Robert Blazer sued eBay alleging that a product listed by an eBay seller was liable for patent infringement (directly, contributorily, and by inducement).  eBay successfully moved for summary judgment on the ground that it had not offered the accused product for sale, as required to maintain an action for patent infringement under 35 U.S.C. § 271(a).  Blazer v. eBay, Inc., Case No. 1:15-CV-01059-KOB (N.D. Ala. March 20, 2017).

The listing on eBay, the court explained, undoubtedly was an offer to sell the accused product.  But who was the offering seller?  Blazer argued that eBay was, citing 3D Sys., Inc. v. Aarotech Labs., Inc., 160 F.3d 1373 (Fed. Cir. 1998).  That case had explained that the purpose of Section 271(a) was to stop a party from “generating interest in a potential infringing product to the commercial detriment of the rightful patentee.”  But 3D Systems had been questioned by subsequent cases, such as Rotec Indus., Inc. v. Mitsubishi Corp., 215 F.3d 1246 (Fed. Cir. 2000), which clarified that whether an offer for sale had been made should be “interpreted according to its ordinary meaning in contract law.”

In the end, the present case was distinguishable from 3D Systems because

the context of an exchange on eBay demonstrates that no reasonable consumer could conclude that by bidding on an eBay listing, he was accepting an offer from eBay itself. eBay’s terms of service explicitly advise users that eBay is not making an offer through a listing, and, unlike the situation in 3D Systems, eBay lacks title and possession of the items listed. Accordingly, the court in 3D Systems never had to wrestle with the question of who precisely was making the offer; the only question was whether there was an offer at all. Understandably, the court provided a succinct general formula: price plus description equals offer for sale. But such a calculation does not consider all relevant variables of the “offer” analysis and is not well-suited for these facts. By finding eBay’s listings are not offers to sell from eBay, the court is not “exalt[ing] form over substance,” but is rather simply drawing the only reasonable conclusion from the undisputed facts presented to the court.

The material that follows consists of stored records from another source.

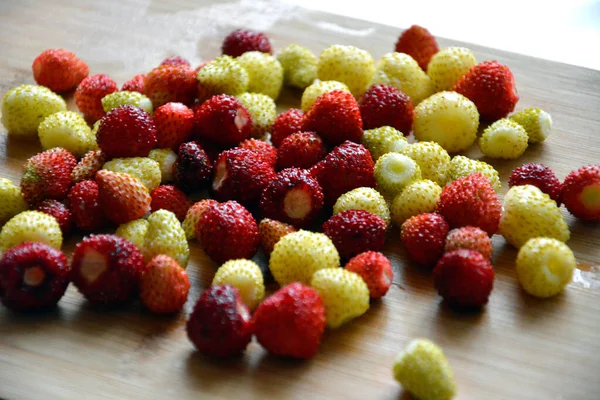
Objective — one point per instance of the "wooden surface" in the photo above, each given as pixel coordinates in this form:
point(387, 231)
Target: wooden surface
point(518, 347)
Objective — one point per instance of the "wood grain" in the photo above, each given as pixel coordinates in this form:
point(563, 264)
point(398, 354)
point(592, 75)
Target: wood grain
point(518, 347)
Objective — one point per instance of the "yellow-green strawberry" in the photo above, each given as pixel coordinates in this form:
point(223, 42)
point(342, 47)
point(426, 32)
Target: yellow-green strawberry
point(345, 294)
point(530, 213)
point(26, 106)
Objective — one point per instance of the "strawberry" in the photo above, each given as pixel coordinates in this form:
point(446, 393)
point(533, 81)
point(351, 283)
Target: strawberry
point(223, 120)
point(168, 197)
point(347, 167)
point(59, 70)
point(418, 43)
point(471, 201)
point(220, 325)
point(33, 276)
point(424, 236)
point(376, 271)
point(581, 193)
point(293, 196)
point(89, 95)
point(122, 197)
point(106, 269)
point(241, 175)
point(240, 41)
point(171, 83)
point(464, 278)
point(384, 105)
point(291, 322)
point(228, 231)
point(85, 207)
point(335, 116)
point(192, 169)
point(300, 150)
point(491, 86)
point(126, 131)
point(270, 233)
point(285, 124)
point(355, 231)
point(164, 286)
point(537, 175)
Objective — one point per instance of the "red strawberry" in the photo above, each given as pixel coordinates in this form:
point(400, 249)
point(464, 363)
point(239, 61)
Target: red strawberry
point(471, 201)
point(222, 120)
point(286, 123)
point(300, 150)
point(355, 231)
point(262, 148)
point(293, 196)
point(348, 166)
point(227, 231)
point(335, 116)
point(469, 238)
point(464, 278)
point(171, 83)
point(291, 322)
point(33, 276)
point(491, 86)
point(126, 131)
point(424, 236)
point(59, 70)
point(581, 193)
point(537, 175)
point(122, 197)
point(164, 286)
point(59, 211)
point(240, 41)
point(85, 208)
point(168, 197)
point(418, 43)
point(193, 168)
point(89, 94)
point(376, 271)
point(220, 325)
point(174, 123)
point(47, 175)
point(384, 105)
point(241, 175)
point(106, 269)
point(270, 233)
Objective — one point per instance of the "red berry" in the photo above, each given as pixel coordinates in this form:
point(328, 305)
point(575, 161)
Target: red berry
point(89, 94)
point(384, 105)
point(126, 131)
point(471, 201)
point(59, 70)
point(424, 236)
point(537, 175)
point(376, 271)
point(418, 43)
point(33, 276)
point(220, 325)
point(291, 322)
point(106, 269)
point(293, 196)
point(240, 41)
point(300, 150)
point(464, 278)
point(491, 86)
point(228, 231)
point(335, 116)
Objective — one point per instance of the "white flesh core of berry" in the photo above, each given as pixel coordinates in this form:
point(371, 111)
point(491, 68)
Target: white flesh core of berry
point(297, 203)
point(93, 264)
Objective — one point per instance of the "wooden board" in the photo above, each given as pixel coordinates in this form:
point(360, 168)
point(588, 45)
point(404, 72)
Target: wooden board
point(518, 347)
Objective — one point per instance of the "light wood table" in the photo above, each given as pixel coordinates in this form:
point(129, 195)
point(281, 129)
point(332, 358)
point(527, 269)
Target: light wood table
point(518, 347)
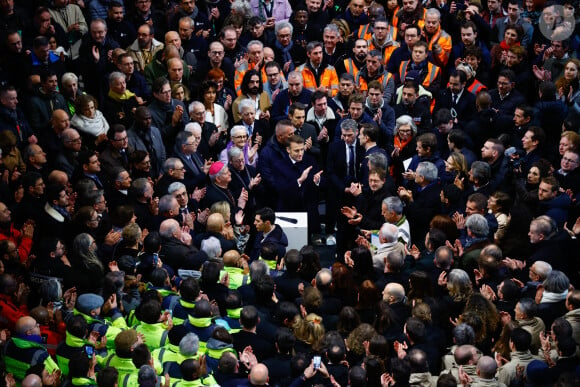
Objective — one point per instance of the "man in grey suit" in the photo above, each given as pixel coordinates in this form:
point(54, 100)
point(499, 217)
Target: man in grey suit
point(297, 115)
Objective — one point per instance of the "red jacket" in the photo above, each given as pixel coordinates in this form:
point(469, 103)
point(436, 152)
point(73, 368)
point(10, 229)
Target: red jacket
point(9, 312)
point(23, 244)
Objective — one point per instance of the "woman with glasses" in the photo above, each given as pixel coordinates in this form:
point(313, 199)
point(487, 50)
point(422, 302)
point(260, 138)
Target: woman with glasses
point(214, 113)
point(239, 139)
point(404, 145)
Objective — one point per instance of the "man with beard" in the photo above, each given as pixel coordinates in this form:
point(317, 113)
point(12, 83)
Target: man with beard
point(297, 180)
point(44, 102)
point(493, 154)
point(146, 13)
point(296, 92)
point(323, 119)
point(355, 61)
point(412, 12)
point(135, 81)
point(120, 29)
point(12, 117)
point(190, 9)
point(252, 89)
point(21, 238)
point(414, 106)
point(167, 114)
point(35, 159)
point(192, 42)
point(356, 112)
point(273, 154)
point(318, 18)
point(412, 35)
point(213, 141)
point(144, 48)
point(95, 52)
point(374, 71)
point(367, 212)
point(143, 136)
point(381, 112)
point(333, 47)
point(365, 31)
point(317, 75)
point(368, 137)
point(354, 14)
point(244, 176)
point(383, 38)
point(439, 41)
point(426, 73)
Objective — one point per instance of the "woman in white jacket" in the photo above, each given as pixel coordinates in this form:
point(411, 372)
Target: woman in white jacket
point(88, 119)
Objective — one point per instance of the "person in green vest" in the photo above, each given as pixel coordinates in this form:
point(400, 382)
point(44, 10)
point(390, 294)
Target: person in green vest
point(236, 267)
point(125, 344)
point(25, 349)
point(76, 333)
point(179, 349)
point(219, 342)
point(102, 316)
point(154, 325)
point(82, 370)
point(108, 377)
point(142, 357)
point(193, 372)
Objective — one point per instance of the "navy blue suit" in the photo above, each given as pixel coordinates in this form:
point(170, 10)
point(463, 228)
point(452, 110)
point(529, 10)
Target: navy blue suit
point(292, 197)
point(282, 104)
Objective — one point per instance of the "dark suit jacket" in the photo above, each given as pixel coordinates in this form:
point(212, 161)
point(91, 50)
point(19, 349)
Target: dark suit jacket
point(465, 107)
point(291, 197)
point(425, 205)
point(194, 176)
point(111, 158)
point(262, 349)
point(282, 103)
point(309, 131)
point(337, 168)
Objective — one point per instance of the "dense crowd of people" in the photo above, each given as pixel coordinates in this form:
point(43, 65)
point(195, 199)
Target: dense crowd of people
point(147, 148)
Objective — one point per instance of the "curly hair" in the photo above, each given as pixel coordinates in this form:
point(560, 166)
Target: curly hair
point(310, 330)
point(356, 338)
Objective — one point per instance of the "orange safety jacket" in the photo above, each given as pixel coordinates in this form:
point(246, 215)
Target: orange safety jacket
point(476, 87)
point(362, 83)
point(420, 22)
point(432, 72)
point(443, 39)
point(239, 77)
point(350, 67)
point(328, 79)
point(386, 51)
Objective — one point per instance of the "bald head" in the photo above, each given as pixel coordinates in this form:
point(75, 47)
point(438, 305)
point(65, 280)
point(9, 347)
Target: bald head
point(168, 228)
point(393, 293)
point(215, 222)
point(24, 324)
point(465, 354)
point(259, 375)
point(323, 278)
point(32, 380)
point(486, 367)
point(231, 258)
point(59, 120)
point(58, 177)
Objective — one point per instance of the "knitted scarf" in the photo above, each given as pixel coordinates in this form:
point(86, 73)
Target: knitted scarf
point(286, 56)
point(121, 97)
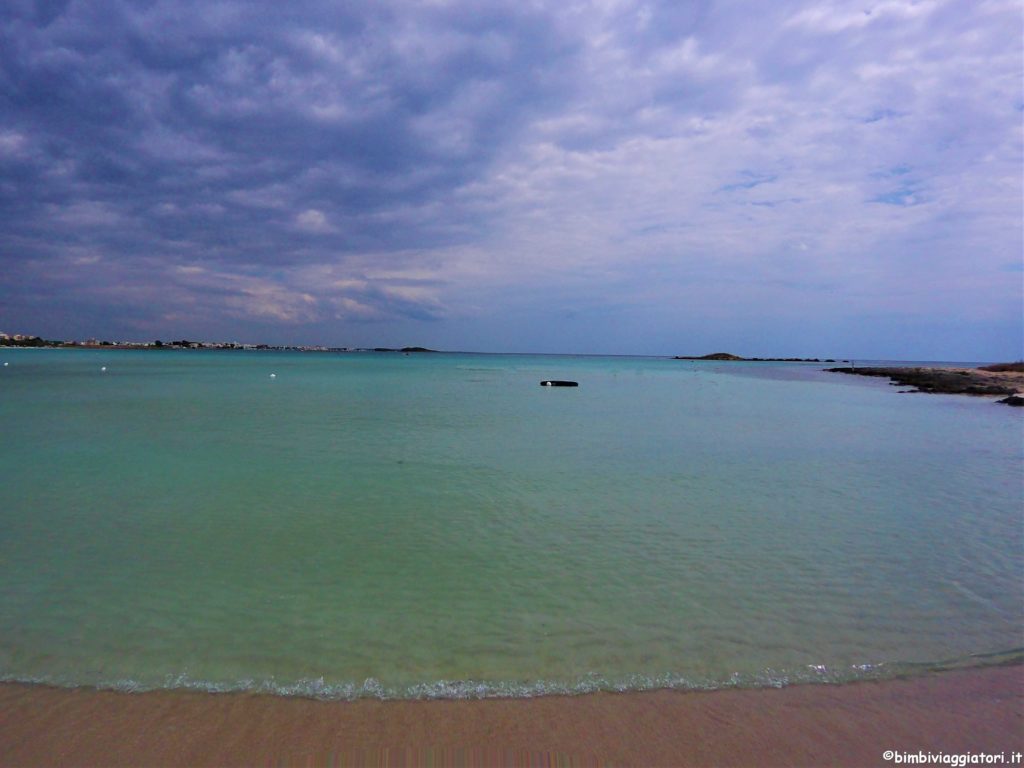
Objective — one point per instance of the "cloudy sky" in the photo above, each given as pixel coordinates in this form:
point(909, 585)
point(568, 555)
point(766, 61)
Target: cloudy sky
point(680, 176)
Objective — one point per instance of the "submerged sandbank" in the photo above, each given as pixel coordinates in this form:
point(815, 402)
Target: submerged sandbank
point(960, 712)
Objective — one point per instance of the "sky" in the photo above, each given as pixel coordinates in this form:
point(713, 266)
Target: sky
point(794, 178)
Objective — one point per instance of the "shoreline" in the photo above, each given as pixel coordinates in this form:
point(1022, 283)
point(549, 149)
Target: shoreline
point(954, 712)
point(947, 380)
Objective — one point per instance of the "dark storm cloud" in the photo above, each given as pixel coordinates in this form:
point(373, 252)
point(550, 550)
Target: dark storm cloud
point(203, 165)
point(214, 126)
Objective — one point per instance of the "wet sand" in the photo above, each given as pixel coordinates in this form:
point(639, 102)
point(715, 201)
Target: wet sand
point(961, 712)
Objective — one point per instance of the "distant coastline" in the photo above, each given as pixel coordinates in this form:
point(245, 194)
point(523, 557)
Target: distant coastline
point(26, 341)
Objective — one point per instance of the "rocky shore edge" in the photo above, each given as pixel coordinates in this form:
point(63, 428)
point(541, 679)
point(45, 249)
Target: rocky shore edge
point(1000, 379)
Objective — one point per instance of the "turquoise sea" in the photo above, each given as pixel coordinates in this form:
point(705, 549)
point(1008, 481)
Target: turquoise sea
point(380, 524)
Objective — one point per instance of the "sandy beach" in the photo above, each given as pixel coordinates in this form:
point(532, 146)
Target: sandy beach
point(952, 714)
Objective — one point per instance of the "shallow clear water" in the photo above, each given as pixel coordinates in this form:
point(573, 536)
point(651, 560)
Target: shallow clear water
point(436, 524)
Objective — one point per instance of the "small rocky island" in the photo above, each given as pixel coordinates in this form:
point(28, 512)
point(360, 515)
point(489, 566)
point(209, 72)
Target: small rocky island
point(1000, 379)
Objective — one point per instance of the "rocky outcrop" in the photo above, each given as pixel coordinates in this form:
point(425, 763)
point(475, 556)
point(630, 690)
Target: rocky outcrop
point(948, 380)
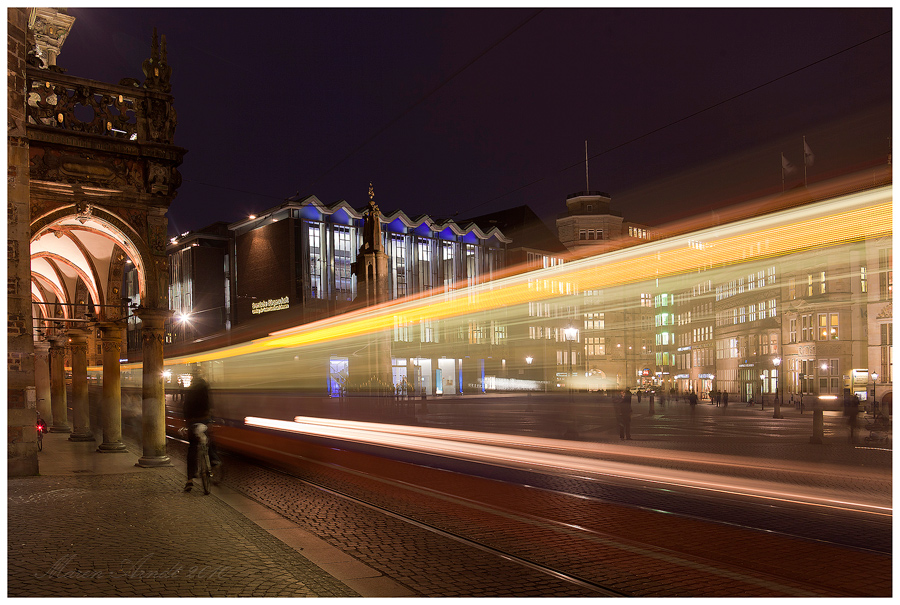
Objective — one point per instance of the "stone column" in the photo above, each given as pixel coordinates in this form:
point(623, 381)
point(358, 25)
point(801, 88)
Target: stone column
point(81, 417)
point(42, 380)
point(58, 387)
point(153, 406)
point(111, 411)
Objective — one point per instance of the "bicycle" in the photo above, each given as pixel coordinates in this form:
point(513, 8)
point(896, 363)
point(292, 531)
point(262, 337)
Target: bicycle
point(208, 472)
point(41, 427)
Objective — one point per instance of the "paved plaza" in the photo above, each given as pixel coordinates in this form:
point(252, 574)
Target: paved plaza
point(96, 525)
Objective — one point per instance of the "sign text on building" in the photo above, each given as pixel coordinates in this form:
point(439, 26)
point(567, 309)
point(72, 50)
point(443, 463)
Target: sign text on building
point(273, 304)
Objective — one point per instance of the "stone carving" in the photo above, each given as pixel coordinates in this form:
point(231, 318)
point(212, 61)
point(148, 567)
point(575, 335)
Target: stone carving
point(156, 68)
point(158, 178)
point(112, 345)
point(54, 105)
point(371, 225)
point(161, 120)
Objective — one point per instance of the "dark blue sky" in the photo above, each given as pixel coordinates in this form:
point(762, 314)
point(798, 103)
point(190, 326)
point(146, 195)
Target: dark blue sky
point(470, 111)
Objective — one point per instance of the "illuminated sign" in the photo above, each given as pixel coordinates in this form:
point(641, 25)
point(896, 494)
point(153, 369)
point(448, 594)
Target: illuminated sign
point(264, 306)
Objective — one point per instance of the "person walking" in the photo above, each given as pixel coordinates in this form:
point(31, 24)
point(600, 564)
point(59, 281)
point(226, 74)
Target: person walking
point(623, 415)
point(851, 411)
point(196, 410)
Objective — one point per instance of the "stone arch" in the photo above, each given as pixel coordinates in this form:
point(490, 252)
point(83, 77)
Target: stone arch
point(122, 243)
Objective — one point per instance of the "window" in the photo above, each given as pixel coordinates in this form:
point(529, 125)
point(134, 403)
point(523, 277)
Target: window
point(426, 331)
point(885, 274)
point(401, 329)
point(595, 346)
point(423, 261)
point(828, 328)
point(448, 255)
point(343, 257)
point(594, 321)
point(315, 261)
point(807, 330)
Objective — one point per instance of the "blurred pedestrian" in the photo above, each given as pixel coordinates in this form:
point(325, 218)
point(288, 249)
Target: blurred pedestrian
point(623, 415)
point(197, 410)
point(851, 411)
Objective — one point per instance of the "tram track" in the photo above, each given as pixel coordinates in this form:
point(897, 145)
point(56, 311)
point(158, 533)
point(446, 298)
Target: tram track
point(761, 579)
point(435, 513)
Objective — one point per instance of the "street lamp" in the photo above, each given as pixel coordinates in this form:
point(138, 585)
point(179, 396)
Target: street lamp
point(874, 401)
point(571, 335)
point(778, 391)
point(762, 401)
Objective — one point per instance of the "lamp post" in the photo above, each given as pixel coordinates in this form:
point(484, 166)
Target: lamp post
point(874, 401)
point(762, 384)
point(571, 335)
point(778, 391)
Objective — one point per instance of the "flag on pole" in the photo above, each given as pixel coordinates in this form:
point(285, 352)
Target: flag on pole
point(786, 166)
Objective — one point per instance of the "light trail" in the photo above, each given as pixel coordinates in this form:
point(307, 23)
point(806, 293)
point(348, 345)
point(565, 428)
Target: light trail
point(500, 450)
point(843, 220)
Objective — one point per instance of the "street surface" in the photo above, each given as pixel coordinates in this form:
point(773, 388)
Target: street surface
point(431, 525)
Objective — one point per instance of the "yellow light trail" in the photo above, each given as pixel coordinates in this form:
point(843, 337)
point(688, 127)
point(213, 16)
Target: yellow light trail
point(847, 219)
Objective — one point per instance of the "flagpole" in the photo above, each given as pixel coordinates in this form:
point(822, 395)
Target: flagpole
point(805, 162)
point(782, 172)
point(587, 180)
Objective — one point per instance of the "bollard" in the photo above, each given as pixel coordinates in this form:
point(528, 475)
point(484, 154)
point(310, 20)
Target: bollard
point(819, 419)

Blazers’s indirect patent infringement claims also failed.  There was no inducement under 35 U.S.C. § 271(b).  While there was no dispute that he had communicated to eBay about his claims, there was no “evidence that eBay has actual knowledge of infringement,” or that it was willfully blind to patent infringement.  The case for contributory infringement under 35 U.S.C. § 171(c) was obviated by the analyses showing no direct patent infringement or infringement by inducement.